Ø The North and East Texas County Judges and Commissioners Association is comprised of 69 counties.
Ø The South Texas County Judges and Commissioners Association includes 67 counties.
Ø The West Texas County Judges and Commissioners Association serves 118 counties.
The Deep East Texas County Commissioners and County Judges Association is a sub-group of North and East Texas, made up of 15 counties from Far East Texas.
On the opposite side of the state, the Far West Texas County Judges and Commissioners Association represents the western-most counties, with a total membership of 35.
Also a part of the West Texas group, the Panhandle County Judges and Commissioners Association claims 34 member counties.
Each Regional Association and sub-group has elected officers. Though all groups work to promote good county government, some issues are more pertinent to particular groups or parts of the state, thus the divisions. For instance, many counties in the western part of the state do not have bridges to maintain. For commissioners in the eastern half of Texas, bridge repair can be a constant concern. Colonias are a significant problem for border counties in South Texas, affecting, among other things, indigent health care and education; however, colonias are not a burning issue on the High Plains.
Regional Associations are represented on the Executive Board of the State Association.
As the official publication of the County Judges and Commissioners Association of Texas, County Progresswas authorized by the organization’s constitution of 1923. The magazine covers all 254 Texas counties and is the only publication in Texas – and one of the few in the country – devoted specifically to county judges and county commissioners.
Wichita County Judge B.D. Sartin established County Progress, which published its inaugural issue in March of 1924.
After Sartin was elected district judge, he missed several months of publication during the early 1930s, and the magazine was sold to Wendell Mayes and Ruel McDaniel, who moved the publication to Brownwood.
John Blake became associated with the magazine soon after Mayes and McDaniel, and County Progress has been published every month since.
Clark Coursey was hired as editor of County Progressin 1941, a position he held until his death in 1978. Coursey bought a half-interest in the magazine in the 1940s and later purchased the entire publication.
After Coursey’s death, his wife, Melba, headed the magazine for about 18 months before turning over operations to their sons, Pat and Sam, who had been working with the magazine.

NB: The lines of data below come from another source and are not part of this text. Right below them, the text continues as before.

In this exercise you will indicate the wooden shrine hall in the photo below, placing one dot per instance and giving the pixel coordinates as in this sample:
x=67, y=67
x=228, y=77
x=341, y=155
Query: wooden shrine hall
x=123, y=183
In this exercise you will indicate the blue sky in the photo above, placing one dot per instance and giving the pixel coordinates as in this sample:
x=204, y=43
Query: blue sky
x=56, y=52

The Coursey brothers published the magazine until 1996, when it was bought by H.C. Zachry of Zachry Associates, and operations were moved to Abilene.
Julie Anderson serves as editor, and Amy Drennan manages all advertising. Additional staff members include Becky Frost, president; Garner Roberts, writer; and Katie Kaufman, art director.
All county judges and commissioners receive a copy of County Progress each month through membership in the Association. Every legislator in Texas also receives a monthly copy.
Editorial content includes articles on current issues, continuing education information, calendar of upcoming events and educational opportunities, report from the Association’s general counsel, and a monthly column authored by the Association president. In addition, the magazine publishes resolutions passed by the State Association and each Regional Association; these resolutions serve as a valuable tool when it comes to educating both the general public and Texas lawmakers on county issues and concerns.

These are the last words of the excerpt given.